Il est fréquent que le fournisseur de biens ou de services facture une TVA à tort, soit du fait d’une erreur commise sur le taux applicable ou le champ de la taxe, soit même parce qu’il fait application d’une loi française qui, en violation de la directive TVA, refuse l’octroi d’une exonération ou d’un taux réduit.
Dans l’affaire qui a donné lieu à la décision commentée, le Conseil d’Etat a été saisi de ce second cas de figure. En l’espèce, l’établissement français du sang avait facturé, sur ses ventes de produits sanguins, une TVA au taux super-réduit de 2,1 % en application des dispositions législatives en vigueur (art. 281 octies du CGI dans sa rédaction applicable jusque fin 2021), alors que la directive TVA prévoit l’exonération de ces ventes. Il a rejeté les demandes de restitution que lui ont présentées les acquéreurs de ces produits, en considérant qu’il revenait à l’Etat d’y faire droit.

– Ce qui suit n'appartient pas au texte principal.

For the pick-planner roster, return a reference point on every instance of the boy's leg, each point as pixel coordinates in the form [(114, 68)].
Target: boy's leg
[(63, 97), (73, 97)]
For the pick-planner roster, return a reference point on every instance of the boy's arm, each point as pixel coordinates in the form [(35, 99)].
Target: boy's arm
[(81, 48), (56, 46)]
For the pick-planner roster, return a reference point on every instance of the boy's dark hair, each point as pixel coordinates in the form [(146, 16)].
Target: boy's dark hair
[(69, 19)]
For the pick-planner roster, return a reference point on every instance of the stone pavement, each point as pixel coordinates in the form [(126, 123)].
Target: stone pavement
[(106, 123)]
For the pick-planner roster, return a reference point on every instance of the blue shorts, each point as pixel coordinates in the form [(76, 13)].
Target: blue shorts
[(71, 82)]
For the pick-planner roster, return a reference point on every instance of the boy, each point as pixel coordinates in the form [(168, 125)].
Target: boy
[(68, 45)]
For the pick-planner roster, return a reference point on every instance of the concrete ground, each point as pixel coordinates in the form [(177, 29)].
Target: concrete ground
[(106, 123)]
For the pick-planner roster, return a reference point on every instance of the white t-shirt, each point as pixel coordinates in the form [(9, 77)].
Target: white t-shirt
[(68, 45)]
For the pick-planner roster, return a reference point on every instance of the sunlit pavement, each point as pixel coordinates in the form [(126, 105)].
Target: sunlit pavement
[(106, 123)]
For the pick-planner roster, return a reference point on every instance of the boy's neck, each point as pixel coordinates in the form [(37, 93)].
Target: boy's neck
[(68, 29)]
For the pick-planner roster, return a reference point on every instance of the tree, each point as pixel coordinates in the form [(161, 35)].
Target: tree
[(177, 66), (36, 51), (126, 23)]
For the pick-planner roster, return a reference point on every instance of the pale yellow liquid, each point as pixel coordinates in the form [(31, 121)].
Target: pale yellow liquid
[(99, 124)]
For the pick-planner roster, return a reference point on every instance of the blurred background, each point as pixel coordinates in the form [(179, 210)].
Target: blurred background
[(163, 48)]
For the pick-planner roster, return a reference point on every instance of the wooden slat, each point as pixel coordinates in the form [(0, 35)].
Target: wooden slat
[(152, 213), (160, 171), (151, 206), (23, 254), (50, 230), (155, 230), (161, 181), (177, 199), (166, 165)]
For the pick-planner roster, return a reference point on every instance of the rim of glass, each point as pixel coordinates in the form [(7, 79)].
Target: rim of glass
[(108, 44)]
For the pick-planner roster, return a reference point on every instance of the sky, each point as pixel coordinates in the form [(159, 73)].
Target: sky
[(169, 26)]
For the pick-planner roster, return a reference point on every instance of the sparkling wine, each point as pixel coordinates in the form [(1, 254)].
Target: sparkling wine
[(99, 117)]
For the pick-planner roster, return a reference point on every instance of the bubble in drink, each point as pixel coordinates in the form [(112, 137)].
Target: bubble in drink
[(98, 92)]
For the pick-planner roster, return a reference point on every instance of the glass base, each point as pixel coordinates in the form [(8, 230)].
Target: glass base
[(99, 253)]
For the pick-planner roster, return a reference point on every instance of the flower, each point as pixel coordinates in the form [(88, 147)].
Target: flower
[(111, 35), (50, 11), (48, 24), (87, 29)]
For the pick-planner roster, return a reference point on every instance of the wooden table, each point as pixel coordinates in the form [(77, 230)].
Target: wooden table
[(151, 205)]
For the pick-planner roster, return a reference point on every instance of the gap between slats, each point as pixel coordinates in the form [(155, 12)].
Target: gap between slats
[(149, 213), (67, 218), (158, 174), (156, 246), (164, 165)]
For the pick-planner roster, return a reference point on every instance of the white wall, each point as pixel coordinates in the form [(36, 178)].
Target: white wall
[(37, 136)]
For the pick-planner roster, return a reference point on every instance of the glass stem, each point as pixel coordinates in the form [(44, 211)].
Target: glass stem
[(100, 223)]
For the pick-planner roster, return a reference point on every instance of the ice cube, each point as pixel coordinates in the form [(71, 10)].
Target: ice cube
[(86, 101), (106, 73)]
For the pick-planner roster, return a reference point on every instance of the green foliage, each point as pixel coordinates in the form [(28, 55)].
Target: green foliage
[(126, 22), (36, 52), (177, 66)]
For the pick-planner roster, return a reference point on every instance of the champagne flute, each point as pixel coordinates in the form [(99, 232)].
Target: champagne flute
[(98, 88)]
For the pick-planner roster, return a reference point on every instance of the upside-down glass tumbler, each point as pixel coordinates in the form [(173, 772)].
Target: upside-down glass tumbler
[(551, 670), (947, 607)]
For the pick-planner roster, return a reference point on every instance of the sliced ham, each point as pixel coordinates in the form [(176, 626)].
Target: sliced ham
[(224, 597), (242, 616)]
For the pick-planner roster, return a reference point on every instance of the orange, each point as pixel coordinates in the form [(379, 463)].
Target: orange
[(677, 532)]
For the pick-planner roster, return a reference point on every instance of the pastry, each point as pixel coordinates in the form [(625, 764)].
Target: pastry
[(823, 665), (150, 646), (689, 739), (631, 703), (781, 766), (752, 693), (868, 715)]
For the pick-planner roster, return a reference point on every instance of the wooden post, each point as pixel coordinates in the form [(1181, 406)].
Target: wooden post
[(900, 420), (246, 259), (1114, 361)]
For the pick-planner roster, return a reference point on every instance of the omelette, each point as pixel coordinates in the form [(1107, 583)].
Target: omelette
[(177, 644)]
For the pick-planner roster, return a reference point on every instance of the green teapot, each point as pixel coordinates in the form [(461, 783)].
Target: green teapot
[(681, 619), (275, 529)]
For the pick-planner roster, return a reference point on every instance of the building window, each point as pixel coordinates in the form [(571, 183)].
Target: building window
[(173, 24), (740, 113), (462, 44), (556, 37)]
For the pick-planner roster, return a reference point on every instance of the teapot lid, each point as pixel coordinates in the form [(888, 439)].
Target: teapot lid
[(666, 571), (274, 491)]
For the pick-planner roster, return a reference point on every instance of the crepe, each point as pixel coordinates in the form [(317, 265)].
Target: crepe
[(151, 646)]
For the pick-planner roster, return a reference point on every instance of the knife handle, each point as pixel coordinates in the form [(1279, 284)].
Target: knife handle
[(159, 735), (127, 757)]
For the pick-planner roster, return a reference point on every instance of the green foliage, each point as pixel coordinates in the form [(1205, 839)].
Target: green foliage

Il est donc revenu au juge de l’impôt de clarifier vers qui l’acquéreur doit, dans une telle situation, se tourner pour obtenir la restitution de la TVA indûment versée.
Pour répondre à cette question, le Conseil d’Etat se fonde sur la jurisprudence de la CJUE (15 mars 2007, Reemtsma Cigarettenfabriken GmbH, C-35/05), selon laquelle, en principe, l’acquéreur demande au fournisseur le remboursement de la taxe qu’il a indûment supportée. C’est seulement si la restitution de la TVA « devient impossible ou excessivement difficile, notamment en cas d’insolvabilité du vendeur », que le principe d’effectivité du droit de l’UE peut exiger que l’acquéreur puisse présenter sa demande de restitution directement aux autorités fiscales nationales, lesquelles peuvent, avant d’accorder la restitution demandée, vérifier que le risque de perte de recettes fiscales a été préalablement éliminé, notamment du fait que l’auteur de la facture erronée a reversé au Trésor public la taxe indûment collectée.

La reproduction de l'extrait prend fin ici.